Overall the Dow Jones industrial average jumped 181.19 points, or 1.41 per cent, to 12,986.58 at the close. The Standard & Poor’s 500 Index gained 18.86 points, or 1.38 per cent, to 1,387.57. The Nasdaq Composite Index climbed 39.09 points, or 1.30 per cent, to 3,055.55.
The rebound pushed the S&P 500 back above its 50-day moving average, a sign that traders may see the recent pullback of more than four per cent as an opportunity to catch up with the benchmark’s gains. The index is up more than 10 per cent in 2012.
Concerns about the Eurozone’s debt crisis were eased by lower Italian bond yields.
Benchmark bond yields in Italy and Spain dropped following solid demand at this week’s Italian debt auctions, while the euro hit a one-week high against the US dollar, indicating a reduction in near-term concern about the Eurozone’s debt troubles.
In a sign that the US labour market’s recovery may be stalling, government data showed new US claims for unemployment benefits rose unexpectedly last week to their highest level since late January. But some economists cited the Easter holidays for the spike in claims, adding that they expected applications will keep declining in the weeks ahead.
Google shares rose one per cent to $657.67 in extended trading after the company reported its quarterly results and announced a proposal to effectively implement a 2-for-1 stock split.
After the bell, shares of Dow Chemical rose 1.8 per cent to $33.25 after the company boosted its quarterly dividend by 28 per cent and forecast earnings growth for the foreseeable future.

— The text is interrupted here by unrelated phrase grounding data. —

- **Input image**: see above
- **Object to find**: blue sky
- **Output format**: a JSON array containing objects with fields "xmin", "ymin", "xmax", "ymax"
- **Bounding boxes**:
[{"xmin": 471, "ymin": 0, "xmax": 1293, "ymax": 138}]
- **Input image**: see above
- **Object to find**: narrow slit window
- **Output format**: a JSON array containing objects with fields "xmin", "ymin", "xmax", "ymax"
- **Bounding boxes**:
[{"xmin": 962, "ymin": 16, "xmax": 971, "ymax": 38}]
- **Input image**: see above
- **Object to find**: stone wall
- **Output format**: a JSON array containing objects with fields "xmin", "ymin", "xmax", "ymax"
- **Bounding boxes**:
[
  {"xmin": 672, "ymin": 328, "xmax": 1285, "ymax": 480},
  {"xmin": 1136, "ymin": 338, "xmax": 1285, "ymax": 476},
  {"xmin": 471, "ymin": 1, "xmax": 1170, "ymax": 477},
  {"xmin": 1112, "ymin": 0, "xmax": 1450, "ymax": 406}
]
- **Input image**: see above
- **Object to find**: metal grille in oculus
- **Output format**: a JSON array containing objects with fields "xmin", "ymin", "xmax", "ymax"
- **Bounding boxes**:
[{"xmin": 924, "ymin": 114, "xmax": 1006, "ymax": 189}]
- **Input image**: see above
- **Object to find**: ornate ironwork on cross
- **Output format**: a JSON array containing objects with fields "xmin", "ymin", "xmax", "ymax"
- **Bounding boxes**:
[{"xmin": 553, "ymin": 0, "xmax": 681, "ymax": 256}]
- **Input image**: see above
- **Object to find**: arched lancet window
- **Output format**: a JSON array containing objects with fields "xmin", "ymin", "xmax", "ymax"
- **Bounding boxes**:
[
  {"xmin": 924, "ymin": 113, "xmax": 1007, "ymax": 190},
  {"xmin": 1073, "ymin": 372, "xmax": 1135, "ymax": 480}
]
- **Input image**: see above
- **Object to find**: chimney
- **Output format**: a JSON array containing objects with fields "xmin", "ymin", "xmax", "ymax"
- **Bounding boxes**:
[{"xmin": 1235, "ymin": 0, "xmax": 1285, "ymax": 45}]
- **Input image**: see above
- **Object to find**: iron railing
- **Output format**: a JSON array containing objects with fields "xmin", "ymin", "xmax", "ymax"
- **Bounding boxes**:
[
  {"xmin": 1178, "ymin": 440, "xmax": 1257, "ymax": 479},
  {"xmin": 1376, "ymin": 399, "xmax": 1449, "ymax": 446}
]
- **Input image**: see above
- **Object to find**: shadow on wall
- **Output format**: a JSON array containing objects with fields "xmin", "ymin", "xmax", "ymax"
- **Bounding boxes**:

Early into earnings season, results are beating Wall Street’s expectations at a fast clip. Analysts say the expectations could have been lowered too much and stocks can seem cheap after the S&P’s recent pullback of over four per cent.
“Earnings so far have been better than expected, and that reinforces the view that forecasts had gotten too pessimistic,” said David Joy, chief market strategist at Ameriprise Financial.